WRIT OF ERROR to the Circuit Court of Mason County; the Hon. MAURICE E. BARNES, Judge, presiding.


Rehearing denied September 18, 1950.

Plaintiff in error, Melvin Hodson, was indicted and tried jointly with Merle Prohaska and Thomas Skelly for the crime of murder. After a jury trial in the circuit court of Mason County, all three defendants were found guilty of murder and sentenced June 28, 1947, to life imprisonment in the penitentiary. Hodson brings this writ of error to review the record of his conviction.

April 6, 1947, at about 2:30 o'clock in the morning, a night policeman for the city of Havana, came upon two men struggling on the pavement near a tavern. One of the men raised up and fired two shots into the body of the man who was down. The man who fired the shots ran to a nearby automobile which drove away at high speed after three shots had been fired through the window at the night policeman. The man who was shot, John Barclay, died later in the day.

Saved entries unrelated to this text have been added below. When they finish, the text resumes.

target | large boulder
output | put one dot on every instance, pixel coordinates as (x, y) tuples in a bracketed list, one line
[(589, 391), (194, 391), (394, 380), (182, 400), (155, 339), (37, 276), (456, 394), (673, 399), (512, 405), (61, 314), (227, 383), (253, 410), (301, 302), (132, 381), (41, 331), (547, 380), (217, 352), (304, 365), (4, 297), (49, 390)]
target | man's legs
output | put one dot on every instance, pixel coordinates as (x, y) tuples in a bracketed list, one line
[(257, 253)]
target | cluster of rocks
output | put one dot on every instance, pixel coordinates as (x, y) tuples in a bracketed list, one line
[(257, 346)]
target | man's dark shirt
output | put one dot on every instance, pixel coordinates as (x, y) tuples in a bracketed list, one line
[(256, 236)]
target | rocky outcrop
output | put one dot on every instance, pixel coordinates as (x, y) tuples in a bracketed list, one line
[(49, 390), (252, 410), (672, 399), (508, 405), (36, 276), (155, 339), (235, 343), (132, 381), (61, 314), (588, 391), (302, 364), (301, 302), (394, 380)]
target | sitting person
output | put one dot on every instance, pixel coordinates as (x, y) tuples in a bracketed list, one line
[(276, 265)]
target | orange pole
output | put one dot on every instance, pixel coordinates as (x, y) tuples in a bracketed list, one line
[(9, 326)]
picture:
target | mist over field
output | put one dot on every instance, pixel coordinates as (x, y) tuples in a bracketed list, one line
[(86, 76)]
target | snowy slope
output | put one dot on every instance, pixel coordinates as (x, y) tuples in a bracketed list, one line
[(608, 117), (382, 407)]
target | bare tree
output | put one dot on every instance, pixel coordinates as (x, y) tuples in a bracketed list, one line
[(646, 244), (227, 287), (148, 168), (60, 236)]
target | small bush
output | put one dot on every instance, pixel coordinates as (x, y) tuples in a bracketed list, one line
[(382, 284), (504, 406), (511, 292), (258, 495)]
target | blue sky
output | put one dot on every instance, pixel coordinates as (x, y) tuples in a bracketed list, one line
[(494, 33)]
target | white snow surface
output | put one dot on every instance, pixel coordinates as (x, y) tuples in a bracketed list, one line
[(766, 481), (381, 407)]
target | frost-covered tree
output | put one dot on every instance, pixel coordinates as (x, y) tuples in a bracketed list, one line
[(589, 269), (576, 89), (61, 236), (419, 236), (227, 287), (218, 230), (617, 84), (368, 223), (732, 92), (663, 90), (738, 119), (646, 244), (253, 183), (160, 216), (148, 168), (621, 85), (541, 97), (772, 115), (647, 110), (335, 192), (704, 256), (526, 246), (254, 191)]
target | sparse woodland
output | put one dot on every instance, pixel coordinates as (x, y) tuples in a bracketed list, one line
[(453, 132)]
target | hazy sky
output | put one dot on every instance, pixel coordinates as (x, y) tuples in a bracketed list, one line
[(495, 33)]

About 1:30 in the afternoon of the same day an abandoned 1939 Plymouth sedan was found by a State policeman about three miles west of the city of Springfield. The car was promptly identified as belonging to plaintiff in error, and he was arrested about an hour later in the city of Kankakee, where he had gone the previous day. Fingerprints taken from inside of the car, the following day, were identified as belonging to the other two defendants, Merle Prohaska and Thomas Skelly. Prohaska was immediately arrested in Pekin, while Thomas Skelly was not arrested until about ten days later in Peoria.

April 17, 1947, Prohaska signed a confession in the sheriff's office at Havana, in which he recited that he was employed by plaintiff in error, and that on April 4, 1947, he and plaintiff in error drove to Canton in the 1939 Plymouth sedan belonging to plaintiff in error, and called upon a gun dealer there for the purpose of buying some 32-calibre ammunition; that the dealer had no ammunition of that calibre; that plaintiff in error on that occasion purchased a 32-calibre automatic pistol from Prohaska for $45, and put it in his front pocket; that on the way back to Peoria plaintiff in error asked Prohaska if he knew where John Barclay was and said that he had already given a couple of fellows some money to knock off Barclay.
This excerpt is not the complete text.